Het ziet er naar uit dat de criminele krakers hun informatie halen van de sociale media. Transacties met bitcoinachtige valuta zijn onomkeerbaar, stelt de New York Times. Bij traditionele financiële instellingen is daar nog wel wat aan te doen, in het algemeen.
Zwarte levens tellen
Vorig jaar namen krakers het Twitter-profiel over van de beweging Zwarte levens tellen (Black Lives Matter) door eerst het telefoonnummer van voorman DeRay Mckesson te stelen. In sommige gevallen moest betaald worden voor gestolen bestanden, zoals naaktfoto’s of uitingen van seksuele uitzinnigheden. Zelfs beveiligingsdeskundigen zijn niet onkwetsbaar voor de telefoontruc. Telefoonmaatschappijen zullen iets moeten doen aan hun beveiligingsprocedures.

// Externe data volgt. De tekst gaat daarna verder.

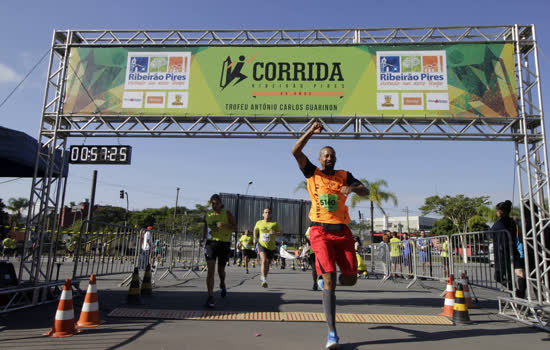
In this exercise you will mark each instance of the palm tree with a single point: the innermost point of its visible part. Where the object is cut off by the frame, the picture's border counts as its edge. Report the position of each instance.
(376, 197)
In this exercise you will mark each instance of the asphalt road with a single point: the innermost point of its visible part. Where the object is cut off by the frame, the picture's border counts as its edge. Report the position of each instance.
(289, 291)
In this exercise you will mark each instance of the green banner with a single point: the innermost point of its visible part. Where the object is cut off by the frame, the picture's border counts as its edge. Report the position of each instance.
(365, 80)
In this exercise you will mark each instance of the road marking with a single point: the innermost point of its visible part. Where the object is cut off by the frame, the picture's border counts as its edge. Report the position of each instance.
(278, 316)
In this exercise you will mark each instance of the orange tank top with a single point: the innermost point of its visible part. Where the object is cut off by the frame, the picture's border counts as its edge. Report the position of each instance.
(328, 205)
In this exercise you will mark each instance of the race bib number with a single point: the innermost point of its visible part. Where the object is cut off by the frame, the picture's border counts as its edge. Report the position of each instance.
(329, 201)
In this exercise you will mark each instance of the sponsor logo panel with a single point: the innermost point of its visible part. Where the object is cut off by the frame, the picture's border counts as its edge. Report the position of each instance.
(437, 101)
(387, 101)
(154, 99)
(132, 99)
(411, 70)
(412, 101)
(157, 71)
(178, 99)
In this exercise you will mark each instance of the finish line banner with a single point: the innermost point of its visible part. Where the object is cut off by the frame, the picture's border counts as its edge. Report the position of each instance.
(454, 80)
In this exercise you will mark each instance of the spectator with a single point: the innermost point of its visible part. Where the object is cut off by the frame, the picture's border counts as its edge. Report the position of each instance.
(146, 244)
(396, 254)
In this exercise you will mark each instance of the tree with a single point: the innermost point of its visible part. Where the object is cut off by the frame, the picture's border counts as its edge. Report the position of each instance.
(3, 219)
(477, 224)
(376, 197)
(301, 186)
(16, 205)
(458, 209)
(443, 227)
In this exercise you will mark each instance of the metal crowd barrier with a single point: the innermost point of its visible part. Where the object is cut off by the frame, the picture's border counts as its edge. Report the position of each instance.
(486, 257)
(105, 249)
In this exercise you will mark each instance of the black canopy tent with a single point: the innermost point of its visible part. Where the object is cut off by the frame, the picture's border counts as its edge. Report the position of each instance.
(18, 155)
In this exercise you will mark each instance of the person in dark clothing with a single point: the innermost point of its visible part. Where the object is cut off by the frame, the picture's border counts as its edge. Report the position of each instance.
(507, 254)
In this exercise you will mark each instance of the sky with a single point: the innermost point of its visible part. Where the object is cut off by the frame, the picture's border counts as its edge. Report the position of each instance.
(413, 170)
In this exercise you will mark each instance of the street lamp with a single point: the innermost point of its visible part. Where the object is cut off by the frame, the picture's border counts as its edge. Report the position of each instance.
(248, 186)
(176, 208)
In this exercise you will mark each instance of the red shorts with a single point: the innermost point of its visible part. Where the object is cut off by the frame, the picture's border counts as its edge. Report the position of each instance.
(333, 248)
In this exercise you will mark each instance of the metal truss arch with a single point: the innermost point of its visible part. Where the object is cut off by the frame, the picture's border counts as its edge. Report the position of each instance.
(527, 132)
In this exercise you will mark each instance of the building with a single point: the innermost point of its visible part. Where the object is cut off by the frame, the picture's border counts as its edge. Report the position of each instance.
(403, 224)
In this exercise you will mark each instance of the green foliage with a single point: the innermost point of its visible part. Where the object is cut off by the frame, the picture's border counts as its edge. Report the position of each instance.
(376, 194)
(110, 214)
(443, 227)
(16, 205)
(459, 209)
(477, 224)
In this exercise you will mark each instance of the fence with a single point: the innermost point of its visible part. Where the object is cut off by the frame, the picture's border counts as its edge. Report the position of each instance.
(486, 257)
(104, 249)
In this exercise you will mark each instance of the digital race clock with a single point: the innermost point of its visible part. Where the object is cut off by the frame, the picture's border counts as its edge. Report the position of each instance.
(86, 154)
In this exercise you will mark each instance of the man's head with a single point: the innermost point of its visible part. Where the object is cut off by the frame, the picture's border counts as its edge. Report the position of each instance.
(327, 158)
(266, 214)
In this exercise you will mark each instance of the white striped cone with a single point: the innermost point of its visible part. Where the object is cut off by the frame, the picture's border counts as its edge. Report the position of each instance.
(64, 325)
(448, 306)
(89, 316)
(467, 295)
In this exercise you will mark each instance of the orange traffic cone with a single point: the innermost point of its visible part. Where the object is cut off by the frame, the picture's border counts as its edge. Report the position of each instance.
(134, 294)
(146, 285)
(64, 325)
(467, 295)
(89, 316)
(449, 299)
(460, 314)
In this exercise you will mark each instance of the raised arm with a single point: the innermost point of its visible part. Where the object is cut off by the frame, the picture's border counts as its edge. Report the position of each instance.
(301, 158)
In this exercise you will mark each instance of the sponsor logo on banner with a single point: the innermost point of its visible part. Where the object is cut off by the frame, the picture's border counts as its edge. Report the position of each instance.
(411, 70)
(412, 101)
(155, 99)
(387, 101)
(177, 99)
(437, 101)
(234, 71)
(157, 71)
(132, 99)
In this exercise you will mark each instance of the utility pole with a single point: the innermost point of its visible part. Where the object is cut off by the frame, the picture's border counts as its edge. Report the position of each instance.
(407, 211)
(92, 201)
(176, 208)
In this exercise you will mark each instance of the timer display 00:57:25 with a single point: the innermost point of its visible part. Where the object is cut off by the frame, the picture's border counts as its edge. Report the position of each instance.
(100, 154)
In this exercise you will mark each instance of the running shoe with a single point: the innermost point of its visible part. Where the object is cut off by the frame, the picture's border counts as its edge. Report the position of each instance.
(332, 341)
(210, 302)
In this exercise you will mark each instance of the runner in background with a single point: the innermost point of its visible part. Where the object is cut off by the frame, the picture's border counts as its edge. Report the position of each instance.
(246, 248)
(218, 226)
(264, 233)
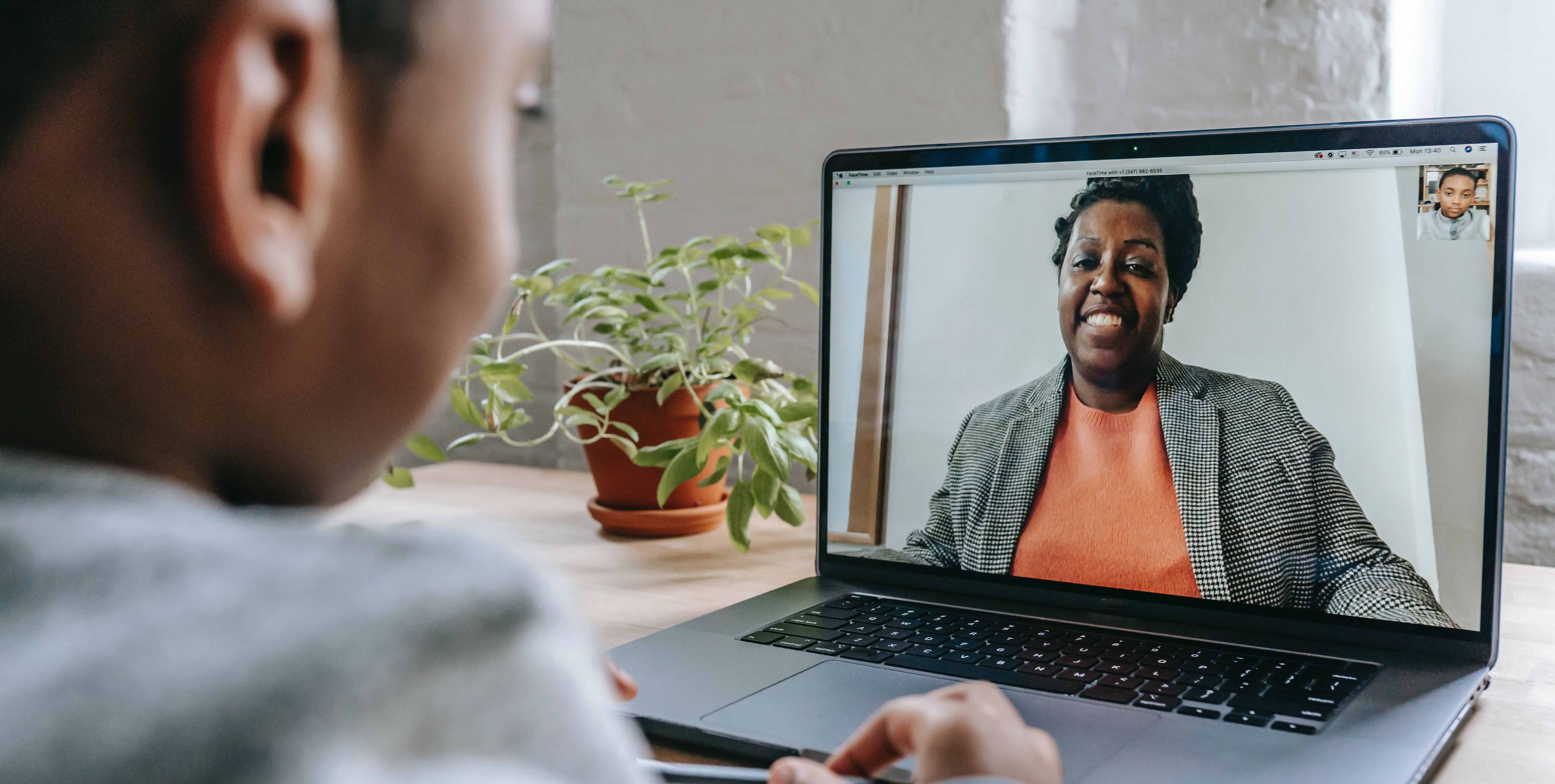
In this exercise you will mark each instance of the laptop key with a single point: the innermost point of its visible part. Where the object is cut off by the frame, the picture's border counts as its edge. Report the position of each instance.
(817, 621)
(946, 666)
(806, 632)
(1201, 713)
(830, 649)
(1158, 704)
(868, 655)
(999, 663)
(1041, 669)
(1293, 727)
(834, 612)
(1109, 694)
(1248, 719)
(1038, 655)
(1164, 688)
(1206, 696)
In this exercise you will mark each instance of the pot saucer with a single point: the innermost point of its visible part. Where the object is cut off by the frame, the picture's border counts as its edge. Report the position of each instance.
(659, 522)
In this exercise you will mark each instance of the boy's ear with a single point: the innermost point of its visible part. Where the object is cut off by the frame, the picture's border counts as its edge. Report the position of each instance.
(265, 134)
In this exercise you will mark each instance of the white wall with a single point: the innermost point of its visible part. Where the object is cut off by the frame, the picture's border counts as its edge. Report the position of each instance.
(1130, 66)
(743, 102)
(1316, 302)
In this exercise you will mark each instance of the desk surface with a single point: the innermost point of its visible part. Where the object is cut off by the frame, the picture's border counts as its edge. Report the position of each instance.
(631, 589)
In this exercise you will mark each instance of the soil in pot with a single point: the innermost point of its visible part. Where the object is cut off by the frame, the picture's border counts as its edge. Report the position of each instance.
(627, 486)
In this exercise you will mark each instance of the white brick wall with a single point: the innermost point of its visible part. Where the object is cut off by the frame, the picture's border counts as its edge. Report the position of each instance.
(1531, 427)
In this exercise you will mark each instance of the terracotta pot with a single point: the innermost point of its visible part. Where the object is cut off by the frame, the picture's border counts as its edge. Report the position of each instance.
(631, 488)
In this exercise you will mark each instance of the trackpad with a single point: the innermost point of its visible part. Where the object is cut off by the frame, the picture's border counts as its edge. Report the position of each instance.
(823, 705)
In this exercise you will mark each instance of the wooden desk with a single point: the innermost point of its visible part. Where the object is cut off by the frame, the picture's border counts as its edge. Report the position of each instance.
(631, 589)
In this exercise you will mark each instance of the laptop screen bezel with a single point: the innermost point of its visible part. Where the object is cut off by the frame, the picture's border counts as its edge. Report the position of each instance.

“Het toont de kwetsbaarheid van telefoonbeveiliging”, zegt Michael Perkin, verantwoordelijk voor de beveiliging van de cryptovalutabeurs ShapeShift. Telefoonmaatschapijen hebben beloofd om de veiligheid te verbeteren met, onder meer, ingewikkelder persoonlijke identificatienummers (PIN’s). Dat zou volgens de New York Times geen afdoende oplossing zijn.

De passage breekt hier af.